2 comments on “Remembering computer memory


    Andrew Donald Booth was a distinguished pioneer in the development of computers in the UK. He died on November 29th 2009 aged 91 in Canada where he had lived for many years.
    Andrew Booth received a PhD from the University of Birmingham during the Second World War on the crystallography of explosive materials. This work involved solving large sets of complex equations and tiring of the hours of work involved, used his natural engineering abilities, probably inherited from his marine engineer father, to build devices to do the calculations. These early efforts at automation brought him to the attention of J D Bernal who was seeking such skills for his research group at Birkbeck.
    So in 1945 Andrew Booth’s began his academic career in JD Bernal’s laboratory. ‘Bernal was the best boss that a young man could wish for,’ he said. ‘If you had ideas and worked hard, he gave support and let you develop in your own way.’
    By late 1946 Andrew Booth was building one of the first computers in the UK. He recognised the need for a compact storage device and developed the world’s first rotating storage device in the form of a drum – now on display in the Science Museum. Later researchers adapted his technology to create the now familiar computer disk.
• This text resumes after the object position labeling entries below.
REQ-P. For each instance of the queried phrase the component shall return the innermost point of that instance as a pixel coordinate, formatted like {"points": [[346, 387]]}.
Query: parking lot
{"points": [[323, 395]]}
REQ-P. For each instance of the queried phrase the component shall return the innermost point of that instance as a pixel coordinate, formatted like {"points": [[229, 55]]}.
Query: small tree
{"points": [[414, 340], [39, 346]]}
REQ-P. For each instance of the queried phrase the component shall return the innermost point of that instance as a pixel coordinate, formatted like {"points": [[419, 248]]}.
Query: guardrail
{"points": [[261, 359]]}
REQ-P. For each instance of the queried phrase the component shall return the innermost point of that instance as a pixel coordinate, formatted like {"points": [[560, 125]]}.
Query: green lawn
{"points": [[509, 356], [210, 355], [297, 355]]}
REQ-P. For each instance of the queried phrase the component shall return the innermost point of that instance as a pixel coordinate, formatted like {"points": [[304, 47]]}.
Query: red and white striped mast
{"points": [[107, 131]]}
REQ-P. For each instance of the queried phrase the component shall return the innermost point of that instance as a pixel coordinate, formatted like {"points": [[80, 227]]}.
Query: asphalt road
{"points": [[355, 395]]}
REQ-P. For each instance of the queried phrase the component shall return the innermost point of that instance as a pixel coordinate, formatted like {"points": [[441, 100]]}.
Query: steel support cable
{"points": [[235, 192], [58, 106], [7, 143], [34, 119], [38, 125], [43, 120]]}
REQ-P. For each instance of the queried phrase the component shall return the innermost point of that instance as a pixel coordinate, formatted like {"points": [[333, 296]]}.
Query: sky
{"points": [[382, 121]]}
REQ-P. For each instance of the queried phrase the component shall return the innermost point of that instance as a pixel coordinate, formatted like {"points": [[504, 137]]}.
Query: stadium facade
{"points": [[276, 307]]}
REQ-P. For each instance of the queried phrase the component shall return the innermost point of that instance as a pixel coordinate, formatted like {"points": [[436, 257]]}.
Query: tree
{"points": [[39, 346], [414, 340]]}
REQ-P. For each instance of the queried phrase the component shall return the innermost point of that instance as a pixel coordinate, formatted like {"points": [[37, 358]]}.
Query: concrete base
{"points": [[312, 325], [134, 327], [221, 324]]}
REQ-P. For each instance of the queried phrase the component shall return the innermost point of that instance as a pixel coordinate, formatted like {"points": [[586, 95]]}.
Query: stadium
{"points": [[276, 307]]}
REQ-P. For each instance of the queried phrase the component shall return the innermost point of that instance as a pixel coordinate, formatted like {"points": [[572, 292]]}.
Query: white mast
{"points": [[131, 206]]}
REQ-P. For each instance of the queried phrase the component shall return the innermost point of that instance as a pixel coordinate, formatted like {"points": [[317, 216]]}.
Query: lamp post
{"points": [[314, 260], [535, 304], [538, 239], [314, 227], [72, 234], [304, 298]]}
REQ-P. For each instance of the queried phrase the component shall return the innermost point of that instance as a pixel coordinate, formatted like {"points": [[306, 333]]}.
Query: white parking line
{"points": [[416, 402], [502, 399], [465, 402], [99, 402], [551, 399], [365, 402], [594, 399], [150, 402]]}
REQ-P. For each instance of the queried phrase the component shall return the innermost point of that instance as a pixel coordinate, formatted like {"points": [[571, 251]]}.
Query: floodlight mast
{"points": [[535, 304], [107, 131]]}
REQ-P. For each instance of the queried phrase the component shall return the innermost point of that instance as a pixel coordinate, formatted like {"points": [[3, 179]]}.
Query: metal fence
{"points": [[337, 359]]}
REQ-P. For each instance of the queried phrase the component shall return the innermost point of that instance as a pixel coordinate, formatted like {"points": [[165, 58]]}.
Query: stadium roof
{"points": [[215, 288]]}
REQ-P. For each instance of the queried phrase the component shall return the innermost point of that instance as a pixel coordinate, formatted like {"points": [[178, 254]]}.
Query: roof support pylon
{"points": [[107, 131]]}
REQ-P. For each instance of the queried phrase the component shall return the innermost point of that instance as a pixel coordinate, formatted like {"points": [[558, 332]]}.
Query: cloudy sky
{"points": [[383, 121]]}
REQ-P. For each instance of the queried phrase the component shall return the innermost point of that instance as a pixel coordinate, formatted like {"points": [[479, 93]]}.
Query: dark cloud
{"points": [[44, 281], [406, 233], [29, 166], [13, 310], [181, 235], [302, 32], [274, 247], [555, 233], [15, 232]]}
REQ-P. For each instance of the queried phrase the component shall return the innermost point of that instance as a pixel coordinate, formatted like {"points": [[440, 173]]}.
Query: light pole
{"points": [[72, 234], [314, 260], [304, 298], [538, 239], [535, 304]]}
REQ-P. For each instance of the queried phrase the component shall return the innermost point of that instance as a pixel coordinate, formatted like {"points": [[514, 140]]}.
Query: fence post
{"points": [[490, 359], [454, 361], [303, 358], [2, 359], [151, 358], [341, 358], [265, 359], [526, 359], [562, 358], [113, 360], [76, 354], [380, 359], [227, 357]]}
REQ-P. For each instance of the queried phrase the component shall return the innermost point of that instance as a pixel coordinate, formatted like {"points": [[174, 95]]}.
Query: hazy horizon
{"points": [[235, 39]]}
    After completing a Rockefeller Fellowship at Princeton in 1947, Andrew Booth returned to Birkbeck and built the prototype Simple Electronic Computer (SEC). This was followed in 1951 by his All Purpose Electronic Computer (APEC), which was among the first generation of electronic computers. The technology behind APEC was sold for commercial development and by the late 1950s was being used in the UK’s best-selling range of computers.
    Andrew Booth’s research on improving computer performance resulted in the ‘Booth Multiplier’ – still found inside Pentium® processors in PCs today. ‘Looking back,’ he said when he became a Fellow of Birkbeck College in 2004, ‘it’s interesting to find that the only features of the early computers that are still in use are the magnetic storage devices and the multiplication algorithm, which we pioneered at Birkbeck.’
    Birkbeck’s Electronic Computation Research Laboratory, which in 1957 became the Department of Numerical Automation, was founded by Professor Booth. It was the first of its kind in the academic world, as no other university at that time had a department dedicated to the study and teaching of computing. The department was also one of the first to offer a degree course in computing – the MSc in Numerical Automation. Today it forms Birkbeck’s Department of Computer Science and Information Systems.
    He moved to Canada in 1962, where he occupied several high-level university posts including being President of Lakehead University. In 1949 he married Dr Kathleen Britten who was then his research assistant and was one of the first female computer pioneers and wrote an important early book on computer programming. He is survived by his wife and their son and daughter.